Para tratar de um assunto tão delicado, a equipe de “Mulheres apaixonadas” pisou em ovos. Após o primeiro grupo de discussão, quando os telespectadores se mostraram familiarizados com as personagens e dispostos a aceitá-las — desde que não houvesse beijos ou carinhos demais — a história ganhou espaço. Mas Manoel Carlos ainda manteve Clara hesitante por muito tempo: o romance custou a se tornar sólido.

— Já faz tempo que a opção de ambas está evidente. Clara disse textualmente à mãe: “Eu não gosto de rapazes. Eu amo a Rafaela.” — lembra Manoel Carlos. — Darei às duas um dos finais mais felizes da novela.

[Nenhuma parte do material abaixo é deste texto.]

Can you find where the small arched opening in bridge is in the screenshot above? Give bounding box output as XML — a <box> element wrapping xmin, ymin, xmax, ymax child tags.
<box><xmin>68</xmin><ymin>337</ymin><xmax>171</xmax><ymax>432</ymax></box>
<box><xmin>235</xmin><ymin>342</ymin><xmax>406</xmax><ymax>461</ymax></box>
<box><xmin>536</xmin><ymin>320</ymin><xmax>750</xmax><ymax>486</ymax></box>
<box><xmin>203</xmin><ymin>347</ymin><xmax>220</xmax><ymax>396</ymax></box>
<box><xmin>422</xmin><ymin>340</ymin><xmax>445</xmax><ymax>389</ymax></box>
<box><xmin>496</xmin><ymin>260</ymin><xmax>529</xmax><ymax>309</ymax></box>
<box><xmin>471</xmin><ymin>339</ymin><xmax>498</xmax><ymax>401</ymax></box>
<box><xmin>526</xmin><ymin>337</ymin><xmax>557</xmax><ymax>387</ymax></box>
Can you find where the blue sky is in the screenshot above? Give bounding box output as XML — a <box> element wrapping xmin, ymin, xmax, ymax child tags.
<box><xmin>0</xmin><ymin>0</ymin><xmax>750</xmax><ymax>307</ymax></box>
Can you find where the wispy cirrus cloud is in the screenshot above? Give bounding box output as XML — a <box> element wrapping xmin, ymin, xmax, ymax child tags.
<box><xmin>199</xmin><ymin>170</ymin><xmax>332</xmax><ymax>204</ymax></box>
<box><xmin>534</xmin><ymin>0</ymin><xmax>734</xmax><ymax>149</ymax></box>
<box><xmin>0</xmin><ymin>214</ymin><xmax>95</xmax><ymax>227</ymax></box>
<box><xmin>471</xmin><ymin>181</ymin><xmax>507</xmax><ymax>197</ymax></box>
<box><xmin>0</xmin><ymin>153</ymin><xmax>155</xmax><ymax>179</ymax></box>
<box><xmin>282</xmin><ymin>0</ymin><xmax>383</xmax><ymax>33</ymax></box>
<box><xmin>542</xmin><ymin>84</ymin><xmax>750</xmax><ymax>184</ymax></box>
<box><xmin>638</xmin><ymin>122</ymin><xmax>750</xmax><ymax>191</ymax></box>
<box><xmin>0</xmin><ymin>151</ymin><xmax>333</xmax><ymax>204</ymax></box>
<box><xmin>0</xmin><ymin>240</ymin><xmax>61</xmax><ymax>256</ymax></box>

Paula, que no começo enfrentou manifestações de hostilidade e foi esnobada pela vendedora de uma loja, que recusou-se a atendê-la, vibra com a boa repercussão da trama. Cheia de dedos, de vez em quando “ousa”, como diz, enviar sugestões por e-mail para Manoel Carlos. Foi ela quem pediu que, ao enfrentar a mãe de Clara, Rafaela dissesse: “Como é que eu posso ir contra o amor? A senhora me explica, porque eu não consigo entender.”

— A delicadeza na condução da história levou as pessoas a aceitarem-na sem se sentirem agredidas. Só o fato de fazermos com que o homossexualismo seja abordado com mais naturalidade já é um serviço — diz Paula.

Para Aline, ignorada solenemente nas ruas no começo da história e hoje elogiada, a luta contra o preconceito está longe de terminar:

— Uma senhora me disse que, ao ver Clara beijando Rodrigo ( Leonardo Miggiorin ) e Rafaela chorando, seu filho de 6 anos perguntou: “Mãe, por que a moça está chorando?” . “Por que ela também gosta do rapaz”, foi sua resposta. Depois, uma manicure contou que seu filho da mesma idade perguntou, ao ver a mesma cena: “Mãe, elas são namoradas?”, ao que ela respondeu: “São”. É assim que eu acho que tem que se falar neste assunto, sem grandes explicações. Se você explica muito, parece estar justificando algo que é errado.

Se depender de Manoel Carlos, a discussão vai continuar:

— Em “Por amor”, quando abordei o bissexualismo, percebi que o assunto não é o tabu que dizem; o que interessa é a forma de tratá-lo. Pensei numa minissérie que fale da relação de dois homens. É uma abordagem sobre Aids que o resultado da novela, pelo menos até agora, me anima a fazer.


Fama e maturidade

Boa parte da correspondência que Manoel Carlos recebe fala do namoro de Clara e Rafaela. E ele garante que até hoje não recebeu qualquer mensagem que reprovasse a presença delas em “Mulheres apaixonadas”. A popularidade, conquistada gradativamente, mudou a vida de Paula, de 25 anos, e Aline, de 20.

— De repente você se vê superexposta e se pergunta: “Mas quem sou eu?” Tive que procurar me conhecer mais — conta Paula.

Aline passou por um processo semelhante:

Como modelo, eu desfilava a moda de outras pessoas, vivia num mundo que não era o meu. Desde que comecei a fazer “Coração de estudante”, fui me descobrindo: meu jeito de vestir, meu olhar para a vida, minha casa, minha geladeira, tudo mudou.

Ciente de que o sucesso na abordagem do homossexualismo em “Mulheres apaixonadas” deve-se em grande parte ao desempenho das atrizes, Manoel Carlos fez questão de enviar-lhe presentes, bem de acordo com suas personalidades e trajetórias. Para Paula, mandou um livro que traz biografias de atrizes americanas. Para Aline, enviou outro sobre Marylin Monroe, como ela, uma modelo que se tornou celebridade depois de apostar na carreira de atriz.